New Delhi: The Supreme Court on Monday asked the Delhi Police to provide security to a lawyer who has allegedly received threat calls after his NGO filed a PIL seeking entry of women of menstrual age group in the historic Sabarimala temple in Kerala. The SC said such attempts to thwart justice should be "crippled in the beginning" itself.
"Access to justice cannot be dented by any authority or any person. It can only be controlled by a court of law within the parameters of law. Individual whim or fancy or perception has no room," a three-judge bench headed by Justice Dipak Misra said, directing the city police chief to ensure that no harm is caused to him.

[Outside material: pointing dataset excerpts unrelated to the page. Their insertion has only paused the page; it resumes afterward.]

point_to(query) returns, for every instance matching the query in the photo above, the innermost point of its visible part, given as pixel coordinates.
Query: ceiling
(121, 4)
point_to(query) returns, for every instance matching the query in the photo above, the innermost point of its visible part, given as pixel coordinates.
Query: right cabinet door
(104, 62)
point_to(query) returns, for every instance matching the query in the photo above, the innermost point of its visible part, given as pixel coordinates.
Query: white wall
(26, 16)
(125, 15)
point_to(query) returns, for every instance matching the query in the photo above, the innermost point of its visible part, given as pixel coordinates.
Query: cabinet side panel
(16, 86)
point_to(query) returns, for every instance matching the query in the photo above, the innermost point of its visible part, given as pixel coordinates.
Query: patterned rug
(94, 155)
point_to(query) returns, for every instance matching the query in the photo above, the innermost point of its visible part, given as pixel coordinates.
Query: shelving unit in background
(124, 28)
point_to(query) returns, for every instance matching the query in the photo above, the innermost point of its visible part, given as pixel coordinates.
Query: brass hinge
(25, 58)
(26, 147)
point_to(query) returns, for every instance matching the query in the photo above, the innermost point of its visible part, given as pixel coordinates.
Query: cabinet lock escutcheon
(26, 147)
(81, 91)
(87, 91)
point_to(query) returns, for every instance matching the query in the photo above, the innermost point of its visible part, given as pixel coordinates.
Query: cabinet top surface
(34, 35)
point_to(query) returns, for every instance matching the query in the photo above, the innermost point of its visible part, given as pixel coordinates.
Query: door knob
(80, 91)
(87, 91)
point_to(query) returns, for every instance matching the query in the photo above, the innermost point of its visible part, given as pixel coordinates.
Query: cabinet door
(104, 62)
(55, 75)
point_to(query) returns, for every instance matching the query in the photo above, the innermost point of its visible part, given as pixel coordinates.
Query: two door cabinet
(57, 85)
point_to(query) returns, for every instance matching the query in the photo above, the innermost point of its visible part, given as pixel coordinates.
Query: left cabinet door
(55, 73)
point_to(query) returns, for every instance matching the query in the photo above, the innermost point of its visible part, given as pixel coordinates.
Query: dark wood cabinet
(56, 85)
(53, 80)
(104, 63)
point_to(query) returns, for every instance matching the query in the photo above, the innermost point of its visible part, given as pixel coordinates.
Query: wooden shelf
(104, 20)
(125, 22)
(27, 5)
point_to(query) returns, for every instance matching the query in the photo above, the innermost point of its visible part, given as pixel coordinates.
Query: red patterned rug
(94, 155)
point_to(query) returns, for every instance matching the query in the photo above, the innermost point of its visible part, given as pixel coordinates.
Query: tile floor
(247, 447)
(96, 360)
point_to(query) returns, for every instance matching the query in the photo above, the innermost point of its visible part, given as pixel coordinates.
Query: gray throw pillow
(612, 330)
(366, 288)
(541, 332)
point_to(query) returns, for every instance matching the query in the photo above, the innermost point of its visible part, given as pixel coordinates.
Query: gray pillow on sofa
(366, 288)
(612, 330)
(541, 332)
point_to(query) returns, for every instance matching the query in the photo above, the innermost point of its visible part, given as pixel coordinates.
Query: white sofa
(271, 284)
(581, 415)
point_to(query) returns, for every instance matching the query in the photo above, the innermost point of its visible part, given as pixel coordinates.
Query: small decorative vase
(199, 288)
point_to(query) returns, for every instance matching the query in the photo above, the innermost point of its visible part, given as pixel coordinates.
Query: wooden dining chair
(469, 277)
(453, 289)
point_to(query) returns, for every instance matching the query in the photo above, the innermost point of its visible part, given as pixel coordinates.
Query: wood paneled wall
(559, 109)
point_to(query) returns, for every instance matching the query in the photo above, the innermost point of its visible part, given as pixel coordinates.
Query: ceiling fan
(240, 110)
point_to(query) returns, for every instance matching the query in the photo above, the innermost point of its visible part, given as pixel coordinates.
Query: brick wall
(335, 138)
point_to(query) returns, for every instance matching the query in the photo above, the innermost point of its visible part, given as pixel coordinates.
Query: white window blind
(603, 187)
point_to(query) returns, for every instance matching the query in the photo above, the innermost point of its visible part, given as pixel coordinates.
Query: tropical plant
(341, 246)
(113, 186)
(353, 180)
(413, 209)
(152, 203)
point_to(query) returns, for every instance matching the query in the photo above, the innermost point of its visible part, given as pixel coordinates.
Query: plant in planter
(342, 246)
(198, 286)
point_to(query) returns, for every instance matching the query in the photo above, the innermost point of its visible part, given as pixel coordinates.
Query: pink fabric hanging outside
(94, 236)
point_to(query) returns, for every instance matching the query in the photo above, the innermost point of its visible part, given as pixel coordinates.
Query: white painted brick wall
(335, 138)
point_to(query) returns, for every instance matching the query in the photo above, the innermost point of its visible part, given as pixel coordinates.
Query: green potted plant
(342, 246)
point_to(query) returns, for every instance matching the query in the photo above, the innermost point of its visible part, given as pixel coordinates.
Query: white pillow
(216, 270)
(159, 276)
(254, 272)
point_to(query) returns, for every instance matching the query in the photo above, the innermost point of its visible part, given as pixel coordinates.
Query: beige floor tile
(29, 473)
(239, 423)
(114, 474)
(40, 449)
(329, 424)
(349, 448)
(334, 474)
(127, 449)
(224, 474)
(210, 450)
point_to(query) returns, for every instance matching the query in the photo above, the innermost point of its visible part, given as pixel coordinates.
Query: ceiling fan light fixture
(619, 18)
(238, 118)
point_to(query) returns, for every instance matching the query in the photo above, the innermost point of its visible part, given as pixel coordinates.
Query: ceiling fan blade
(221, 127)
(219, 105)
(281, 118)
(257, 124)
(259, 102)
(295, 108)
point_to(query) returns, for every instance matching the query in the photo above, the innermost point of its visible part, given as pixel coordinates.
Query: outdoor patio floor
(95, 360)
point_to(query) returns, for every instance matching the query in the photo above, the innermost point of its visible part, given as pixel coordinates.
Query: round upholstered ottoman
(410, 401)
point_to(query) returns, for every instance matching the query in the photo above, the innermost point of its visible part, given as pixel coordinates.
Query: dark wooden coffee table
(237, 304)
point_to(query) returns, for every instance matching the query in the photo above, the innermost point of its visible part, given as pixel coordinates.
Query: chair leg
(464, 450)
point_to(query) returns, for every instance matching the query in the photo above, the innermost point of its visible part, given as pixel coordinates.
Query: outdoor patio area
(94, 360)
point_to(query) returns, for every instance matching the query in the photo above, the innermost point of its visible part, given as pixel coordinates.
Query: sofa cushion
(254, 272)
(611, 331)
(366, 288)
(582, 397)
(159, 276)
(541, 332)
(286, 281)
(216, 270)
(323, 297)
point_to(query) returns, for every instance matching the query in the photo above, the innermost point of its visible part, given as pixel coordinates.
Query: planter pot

It took note of the application of Naushad Ahmed Khan, the President of Indian Young Lawyers' Association (IYLA) which has filed the PIL on Sabarimala issue, that he has been receiving threat calls for moving the court.
Dealing with the contents of the plea, the bench said if the allegations are true, then they "would definitely have the strength to create a dent in the fundamental concept of Rule of Law which is sacrosanct in a democratic body polity".
"Regard being had to the gravity of the matter, we issue notice to the Commissioner of Police of New Delhi and require him to file the response as regards the steps have been taken on the basis of the said first information report (FIR).
"We are absolutely conscious that the FIR has been lodged at a particular police station but we would like the Commissioner of Police to file the response. We direct the Commissioner of Police to see that the attempts of this nature are crippled in the beginning," the bench, also comprising Justices PC Ghose and NV Ramana, said.
The court also said once a PIL is filed and entertained, it cannot be allowed to be withdrawn.
"Hearing in a court of law is not dependent, especially in a PIL by any person. Once the PIL is entertained by this court taking the lis into consideration, even if the President of the Association desires to withdraw the same, this court may decline to grant that permission. That apart, as we find, there are other petitioners," it said.
The IYLA, in its plea, has sought entry for all women and girls in the Sabarimala temple which, as a practice, does not allow girls after attaining puberty to enter the premises. The temple, however, allows only those women to enter who have reached the menopause stage.
The apex court on 11 January had questioned the age-old tradition of banning entry of women of menstrual age group in the Kerala temple, saying this cannot be done under the Constitution.
It had asked the Kerala government whether it was sure that women have not entered the temple premises in the last 1,500 years.
The bench had also observed that it was a public temple and everyone needed to have "the right to access".
At best, there can be religious restrictions and not a general restriction, the apex court had said.
Senior advocate KK Venugopal, appearing for the Travancore Devaswom Board, had said women, who have not attained menopause, cannot preserve the purity during the 41-day religious journey to the temple, located on a hilltop.